Wenn jetzt auf der Seite von Sauerland mit Fairness argumentiert wird, dann wird es für mich schon absurd. Profiboxen hat schließlich nur sehr wenig mit Fairness zu tun und das Profiboxen von Sauerland Event noch weniger. Hat Marco Huck Ola Afolabi einen Rückkampf gegeben, nachdem er ihm am 05.12.2009 recht umstritten den WM Titel abgenommen hatte? Hat Marco Huck Denis Lebedev einen Rückkampf gegeben, nachdem man ihm am 18.12.2010 den Sieg zugeschanzt hatte?
Damals gab es keine lauten Rufe nach einem Rückkampf. Viele Medien schwiegen damals offensichtlich aus Rücksichtnahme. Beide Rückkämpfe hätte wohl Huck nicht gewonnen, jedenfalls nicht wenn gute Punktrichter am Ring gesessen hätten. Die Öffentlichkeit schwieg. Es ging ja schließlich darum, das Boxen in Deutschland nicht zu schädigen. Dass es dabei allerdings nicht ums Boxen allgemein, sondern um das Boxen von Sauerland Event ging, verloren viele aus den Augen. Da haben sich nicht wenige doch mit den Interessen eines einzelnen Veranstalters gemein gemacht.

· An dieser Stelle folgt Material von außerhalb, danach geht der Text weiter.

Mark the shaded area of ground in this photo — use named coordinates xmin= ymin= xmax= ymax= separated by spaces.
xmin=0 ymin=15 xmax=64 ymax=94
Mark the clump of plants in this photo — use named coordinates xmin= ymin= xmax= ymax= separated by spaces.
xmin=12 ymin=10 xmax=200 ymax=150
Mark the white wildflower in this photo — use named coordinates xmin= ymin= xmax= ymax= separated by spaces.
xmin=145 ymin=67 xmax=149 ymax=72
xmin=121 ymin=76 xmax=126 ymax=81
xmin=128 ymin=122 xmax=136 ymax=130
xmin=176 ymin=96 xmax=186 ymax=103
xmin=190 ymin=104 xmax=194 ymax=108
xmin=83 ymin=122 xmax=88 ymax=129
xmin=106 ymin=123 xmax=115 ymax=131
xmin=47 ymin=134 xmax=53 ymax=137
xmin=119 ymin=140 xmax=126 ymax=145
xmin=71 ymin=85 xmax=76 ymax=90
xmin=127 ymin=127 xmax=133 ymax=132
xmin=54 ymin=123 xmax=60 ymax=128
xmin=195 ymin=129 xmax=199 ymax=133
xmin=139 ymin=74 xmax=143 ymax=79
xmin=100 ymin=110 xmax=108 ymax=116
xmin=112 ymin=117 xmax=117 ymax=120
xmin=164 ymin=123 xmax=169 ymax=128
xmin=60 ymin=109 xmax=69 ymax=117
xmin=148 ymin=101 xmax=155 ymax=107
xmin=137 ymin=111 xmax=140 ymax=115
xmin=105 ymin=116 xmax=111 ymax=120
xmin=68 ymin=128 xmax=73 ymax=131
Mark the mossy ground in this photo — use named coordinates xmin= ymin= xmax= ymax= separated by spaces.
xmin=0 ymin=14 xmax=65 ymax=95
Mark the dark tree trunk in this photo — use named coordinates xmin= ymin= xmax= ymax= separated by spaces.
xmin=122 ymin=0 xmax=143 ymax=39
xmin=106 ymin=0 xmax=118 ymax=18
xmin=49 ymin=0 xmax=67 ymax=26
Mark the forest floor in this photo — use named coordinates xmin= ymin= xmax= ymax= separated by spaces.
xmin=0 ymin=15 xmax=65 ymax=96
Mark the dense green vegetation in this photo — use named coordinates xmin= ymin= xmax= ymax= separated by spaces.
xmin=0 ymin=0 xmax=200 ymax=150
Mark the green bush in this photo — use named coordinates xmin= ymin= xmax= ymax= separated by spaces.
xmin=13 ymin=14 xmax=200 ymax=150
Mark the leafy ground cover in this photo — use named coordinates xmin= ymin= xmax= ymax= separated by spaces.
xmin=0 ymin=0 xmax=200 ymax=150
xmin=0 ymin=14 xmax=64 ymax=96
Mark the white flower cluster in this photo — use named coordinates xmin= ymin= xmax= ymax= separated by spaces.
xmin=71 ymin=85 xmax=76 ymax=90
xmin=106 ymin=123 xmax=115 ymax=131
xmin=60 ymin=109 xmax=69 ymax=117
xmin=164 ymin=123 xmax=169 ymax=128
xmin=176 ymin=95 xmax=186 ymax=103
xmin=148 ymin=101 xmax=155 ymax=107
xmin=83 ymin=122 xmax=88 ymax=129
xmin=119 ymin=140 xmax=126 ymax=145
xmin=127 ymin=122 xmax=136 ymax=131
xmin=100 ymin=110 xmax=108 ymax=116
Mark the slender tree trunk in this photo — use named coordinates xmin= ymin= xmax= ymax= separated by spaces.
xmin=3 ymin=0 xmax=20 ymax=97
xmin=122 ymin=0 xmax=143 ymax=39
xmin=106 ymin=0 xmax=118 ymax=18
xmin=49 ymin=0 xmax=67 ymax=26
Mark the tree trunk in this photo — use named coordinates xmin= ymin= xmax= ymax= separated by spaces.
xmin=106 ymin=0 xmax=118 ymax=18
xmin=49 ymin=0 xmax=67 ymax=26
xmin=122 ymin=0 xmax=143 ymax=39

Wenn also heute zu lesen ist, die Öffentlichkeit fordere nun eine dritte Auflage von Abraham vs. Stieglitz, dann werde ich ganz einfach misstrauisch. Offensichtlich werden hier doch wieder nur die Sonderinteressen von Sauerland Event über die von SES Boxing gestellt.
Als Boxinteressiertem ist es mir aber doch lieber, wenn mehrere Veranstalter Fernsehverträge haben und Boxen zeigen, als wenn nur ein Veranstalter das Boxen in Deutschland monopolisiert. Natürlich wäre ein drittes Aufeinandertreffen von Abraham und Stieglitz möglich. Es kann zu dem Kampf kommen – nämlich dann, wenn Abraham weiter aktiv bleibt, wenn er dann auch wieder gegen bessere Boxer antritt und schließlich wieder Pflichtherausforderer der WBO wird.
Ich persönlich hätte es allerdings seinerzeit viel lieber gesehen, wenn Sauerland Event und Marco Huck 2010 den Mut gehabt hätten, gegen Ola Afolabi anzutreten oder sich Denis Lebedev erneut zu stellen.
Ich selbst halte es für höchst problematisch, wenn sich einzelne Journalisten und Medien nicht nur von einem Veranstalter instrumentalisieren lassen, sondern auch noch deren finanzielle Interessen vertreten. Denn machen wir uns nichts vor! Wenn Sauerland Event nach einem Rückkampf ruft, dann geht es nur in zweiter Linie um Sport. In erster Linie geht es darum, sich einen quotenträchtigen Hauptkämpfer zu erhalten, um den Vertrag mit der ARD erfüllen zu können.